I know that variables $X$ and $Y$ are independent if $f(y|X=x)=f_Y$. In this case the joint pmf is given as $x +\frac{3y^2}{2}, \text{whenever } 0 \le x,y \le 1$ So: $$f_Y=\int^1_0 x +\frac{3y^2}{2} dx = \left. \frac{x^2}{2}+\frac{3xy^2}{2} \right|^1_0 = \frac{1+3y^2}{2}$$
$$f_X=\int^1_0x+\frac{3y^2}{2}dy=\left. xy+\frac{y^3}{2} \right|^1_0=x+\frac{1}{2}=\frac{2x+1}{2}$$
Then $$f(y|X=x)= \left( x+\frac{3y^2}{2} \right) :\left(x+\frac{1}{2}\right)$$ So does $$\frac{1+3y^2}{2}\stackrel{?}{=}\left(x+\frac{3y^2}{2}\right) : \left( x+\frac{1}{2}\right) $$
$$x+3xy^2+\frac{1}{2}+\frac{3y^2}{2}\stackrel{?}{= } 2x+3y^2$$
$$2x+6xy^2+1+3y^2\stackrel{?}{=}4x+6y^2$$
or $$12xy^2+2 \stackrel{?}{=}2x$$
It looks like no, but is impossible for me to tell. And I bet there is an easer way to tell whether these variables are independent.

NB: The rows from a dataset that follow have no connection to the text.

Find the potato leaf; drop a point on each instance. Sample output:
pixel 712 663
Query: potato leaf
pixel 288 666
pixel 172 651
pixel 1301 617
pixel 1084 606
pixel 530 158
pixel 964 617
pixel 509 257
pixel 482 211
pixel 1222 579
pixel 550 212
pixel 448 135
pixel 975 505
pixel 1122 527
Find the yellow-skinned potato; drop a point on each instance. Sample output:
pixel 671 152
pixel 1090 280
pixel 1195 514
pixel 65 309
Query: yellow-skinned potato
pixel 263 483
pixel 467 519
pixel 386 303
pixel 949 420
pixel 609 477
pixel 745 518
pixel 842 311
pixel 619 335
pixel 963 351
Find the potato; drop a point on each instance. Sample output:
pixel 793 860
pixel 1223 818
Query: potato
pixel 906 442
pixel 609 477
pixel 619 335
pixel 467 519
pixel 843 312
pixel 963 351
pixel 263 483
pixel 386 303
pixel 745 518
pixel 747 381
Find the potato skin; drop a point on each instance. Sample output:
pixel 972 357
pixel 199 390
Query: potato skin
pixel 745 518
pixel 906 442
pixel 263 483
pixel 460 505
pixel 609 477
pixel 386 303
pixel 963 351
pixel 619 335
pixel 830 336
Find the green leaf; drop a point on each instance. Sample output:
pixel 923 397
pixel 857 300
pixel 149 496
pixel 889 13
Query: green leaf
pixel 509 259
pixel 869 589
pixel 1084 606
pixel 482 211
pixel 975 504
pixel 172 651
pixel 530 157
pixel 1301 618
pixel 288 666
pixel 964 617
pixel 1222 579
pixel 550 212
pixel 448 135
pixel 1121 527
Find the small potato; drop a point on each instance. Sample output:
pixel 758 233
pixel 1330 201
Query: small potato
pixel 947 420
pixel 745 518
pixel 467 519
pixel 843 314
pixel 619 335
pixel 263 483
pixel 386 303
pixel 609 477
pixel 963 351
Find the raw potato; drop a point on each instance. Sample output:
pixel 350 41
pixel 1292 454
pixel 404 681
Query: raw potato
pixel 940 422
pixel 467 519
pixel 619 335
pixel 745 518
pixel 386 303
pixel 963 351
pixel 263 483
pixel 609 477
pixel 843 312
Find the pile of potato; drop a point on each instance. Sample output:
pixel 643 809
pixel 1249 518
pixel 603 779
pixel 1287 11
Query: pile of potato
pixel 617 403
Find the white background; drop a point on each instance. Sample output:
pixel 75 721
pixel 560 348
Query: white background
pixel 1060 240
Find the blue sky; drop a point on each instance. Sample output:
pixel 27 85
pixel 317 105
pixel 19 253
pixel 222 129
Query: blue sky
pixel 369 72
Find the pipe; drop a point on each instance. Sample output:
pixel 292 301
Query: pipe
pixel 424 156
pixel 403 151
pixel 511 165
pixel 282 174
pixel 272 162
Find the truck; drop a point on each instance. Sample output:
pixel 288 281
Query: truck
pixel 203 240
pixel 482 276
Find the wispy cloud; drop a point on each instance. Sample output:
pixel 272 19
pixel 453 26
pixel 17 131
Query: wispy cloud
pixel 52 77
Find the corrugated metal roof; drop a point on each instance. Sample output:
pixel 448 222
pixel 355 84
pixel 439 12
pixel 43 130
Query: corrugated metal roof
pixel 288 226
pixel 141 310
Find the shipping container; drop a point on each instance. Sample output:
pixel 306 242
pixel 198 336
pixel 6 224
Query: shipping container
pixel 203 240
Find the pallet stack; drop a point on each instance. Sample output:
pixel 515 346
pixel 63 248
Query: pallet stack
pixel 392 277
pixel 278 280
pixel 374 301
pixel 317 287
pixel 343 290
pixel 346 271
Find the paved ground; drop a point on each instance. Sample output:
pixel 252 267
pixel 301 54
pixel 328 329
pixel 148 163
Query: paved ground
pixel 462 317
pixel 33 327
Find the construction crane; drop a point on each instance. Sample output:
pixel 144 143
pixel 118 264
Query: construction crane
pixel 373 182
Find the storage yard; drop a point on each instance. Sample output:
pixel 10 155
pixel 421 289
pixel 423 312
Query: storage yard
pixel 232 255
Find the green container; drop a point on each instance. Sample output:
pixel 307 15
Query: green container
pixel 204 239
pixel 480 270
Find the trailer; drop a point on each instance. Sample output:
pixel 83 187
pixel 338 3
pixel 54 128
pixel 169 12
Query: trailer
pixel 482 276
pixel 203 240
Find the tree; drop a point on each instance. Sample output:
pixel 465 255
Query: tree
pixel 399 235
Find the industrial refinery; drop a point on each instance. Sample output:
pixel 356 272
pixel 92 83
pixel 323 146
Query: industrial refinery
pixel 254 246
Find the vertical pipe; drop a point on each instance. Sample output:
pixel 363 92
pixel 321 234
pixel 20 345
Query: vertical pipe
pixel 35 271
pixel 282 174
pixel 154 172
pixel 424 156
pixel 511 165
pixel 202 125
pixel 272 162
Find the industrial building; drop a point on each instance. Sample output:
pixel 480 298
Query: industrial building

What could be the way to solve this?
You are given joint PDF $f_{X,Y}(x,y)$ and computed marginal PDF's $f_X(x)$ and $f_Y(y)$. By definition, $X$ and $Y$ are independent if joint PDF is a product of marginal PDF's, $$f_{X,Y}(x,y)=f_X(y)f_Y(y)$$